4️⃣ Space Optimization
If we closely look at the relationship obltained in the tabulation approach, dp[i][j] = dp[i-1][j] + dp[i][j-1]), we see that we only need the previous row and column, in order to calculate dp[i][j]. Therefore we can space optimize it.
- Initially, we can take a dummy row ( say prev) and initialize it as 0.
- Now the current row(say temp) only needs the previous row value and the current row’s value in order to calculate dp[i][j].
- At the next step, the 'temp' array becomes the 'prev' of the next step and using its values we can still calculate the next row’s values.
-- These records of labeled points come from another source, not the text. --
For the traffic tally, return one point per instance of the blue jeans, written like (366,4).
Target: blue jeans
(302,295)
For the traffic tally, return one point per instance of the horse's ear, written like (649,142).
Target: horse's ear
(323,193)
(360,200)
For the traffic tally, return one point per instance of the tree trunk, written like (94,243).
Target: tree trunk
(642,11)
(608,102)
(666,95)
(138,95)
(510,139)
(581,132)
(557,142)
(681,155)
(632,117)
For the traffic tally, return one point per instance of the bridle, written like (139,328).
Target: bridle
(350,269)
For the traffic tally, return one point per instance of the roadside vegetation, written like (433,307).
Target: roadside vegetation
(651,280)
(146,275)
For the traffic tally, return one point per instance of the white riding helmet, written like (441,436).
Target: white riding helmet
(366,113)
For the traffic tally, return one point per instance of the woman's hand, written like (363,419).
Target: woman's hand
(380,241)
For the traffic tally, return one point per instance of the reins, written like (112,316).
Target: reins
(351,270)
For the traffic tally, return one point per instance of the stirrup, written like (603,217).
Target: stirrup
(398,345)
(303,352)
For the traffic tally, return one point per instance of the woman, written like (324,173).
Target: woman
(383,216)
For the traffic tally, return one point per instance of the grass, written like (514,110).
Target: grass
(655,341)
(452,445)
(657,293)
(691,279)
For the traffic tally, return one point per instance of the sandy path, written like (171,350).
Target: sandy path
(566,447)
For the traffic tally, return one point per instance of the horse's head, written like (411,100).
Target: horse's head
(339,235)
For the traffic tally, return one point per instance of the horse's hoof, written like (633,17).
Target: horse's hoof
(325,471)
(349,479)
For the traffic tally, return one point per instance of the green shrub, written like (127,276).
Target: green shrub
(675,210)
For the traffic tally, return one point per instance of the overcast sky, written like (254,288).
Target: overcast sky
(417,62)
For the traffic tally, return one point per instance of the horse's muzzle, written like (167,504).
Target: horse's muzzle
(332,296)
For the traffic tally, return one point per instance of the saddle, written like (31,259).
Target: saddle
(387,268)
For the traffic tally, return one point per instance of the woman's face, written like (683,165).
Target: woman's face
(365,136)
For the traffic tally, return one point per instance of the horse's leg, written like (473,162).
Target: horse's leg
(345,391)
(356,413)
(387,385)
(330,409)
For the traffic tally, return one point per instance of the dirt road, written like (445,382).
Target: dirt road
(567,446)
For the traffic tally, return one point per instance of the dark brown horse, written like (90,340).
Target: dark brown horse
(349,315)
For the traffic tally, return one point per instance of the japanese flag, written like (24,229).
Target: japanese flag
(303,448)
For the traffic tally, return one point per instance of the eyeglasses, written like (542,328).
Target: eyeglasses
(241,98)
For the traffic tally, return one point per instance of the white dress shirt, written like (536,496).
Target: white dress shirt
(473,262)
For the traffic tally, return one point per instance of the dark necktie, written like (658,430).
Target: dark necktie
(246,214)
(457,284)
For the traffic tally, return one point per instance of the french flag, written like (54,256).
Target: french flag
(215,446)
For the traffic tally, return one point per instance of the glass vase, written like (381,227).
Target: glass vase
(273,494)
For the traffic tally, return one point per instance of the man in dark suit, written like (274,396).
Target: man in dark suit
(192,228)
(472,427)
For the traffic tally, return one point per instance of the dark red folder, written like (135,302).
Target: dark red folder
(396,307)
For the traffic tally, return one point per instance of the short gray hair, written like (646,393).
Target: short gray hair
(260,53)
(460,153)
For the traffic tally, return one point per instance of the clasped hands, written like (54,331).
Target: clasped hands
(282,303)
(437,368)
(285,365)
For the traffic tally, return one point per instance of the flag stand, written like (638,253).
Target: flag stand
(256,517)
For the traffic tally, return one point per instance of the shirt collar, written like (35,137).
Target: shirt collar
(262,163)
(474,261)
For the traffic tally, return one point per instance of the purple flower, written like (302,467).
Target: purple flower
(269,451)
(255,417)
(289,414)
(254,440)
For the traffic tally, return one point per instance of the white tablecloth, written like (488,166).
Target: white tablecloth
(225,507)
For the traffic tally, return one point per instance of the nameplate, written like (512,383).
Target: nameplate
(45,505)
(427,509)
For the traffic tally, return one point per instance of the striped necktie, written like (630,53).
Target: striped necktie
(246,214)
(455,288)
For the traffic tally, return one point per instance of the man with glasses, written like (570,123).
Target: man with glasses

- At last prev[n-1] will give us the required answer, as it will store the total answer in top-down approach.
Code:
#include <bits/stdc++.h>
using namespace std;
class Solution {
private:
// Function to solve the problem using space optimization
int func(int m, int n, vector<vector<int>>& matrix) {
/* Initialize a vector to store
the previous row's path counts*/
vector<int> prev(n, 0);
for (int i = 0; i < m; i++) {
/* Initialize a temporary
vector for the current row*/
vector<int> temp(n, 0);
for (int j = 0; j < n; j++) {
// Base conditions
if (i > 0 && j > 0 && matrix[i][j] == 1) {
/* If there's an obstacle at (i, j),
no paths can pass through it*/
temp[j] = 0;
continue;
}
if (i == 0 && j == 0) {
/* If we are at the starting
point, there is one path to it*/
temp[j] = 1;
continue;
}
int up = 0;
int left = 0;
/* Check if we can move up and left
(if not at the edge of the maze)*/
if (i > 0)
up = prev[j];
if (j > 0)
left = temp[j - 1];
/* Total number of paths to reach (i, j)
is the sum of paths from above and left*/
temp[j] = up + left;
}
// Update the previous row with the current row
prev = temp;
}
/* The final result is stored in prev[m-1], which
represents the destination in the last row*/
return prev[n - 1];
}
public:
/* Function to find all unique paths to reach
matrix[m-1][n-1] from matrix[0][0] with obstacles*/
int uniquePathsWithObstacles(vector<vector<int>>& matrix) {
int m = matrix.size();
int n = matrix[0].size();
// Return the total number of paths
return func(m, n, matrix);
}
};
int main() {
vector<vector<int>> maze{
{0, 0, 0},
{0, 1, 0},
{0, 0, 0},
};
// Create an instance of Solution class
Solution sol;
cout << "Number of paths with obstacles: " << sol.uniquePathsWithObstacles(maze) << endl;
return 0;
}
Complexity Analysis:
- Time Complexity:
O(M*N), where M is the number of row and N is the number of column in 2D array. As the whole matrix is traversed once using two nested loops. - Space Complexity:
O(N), We are using an external array of size ‘N’ to store only one row.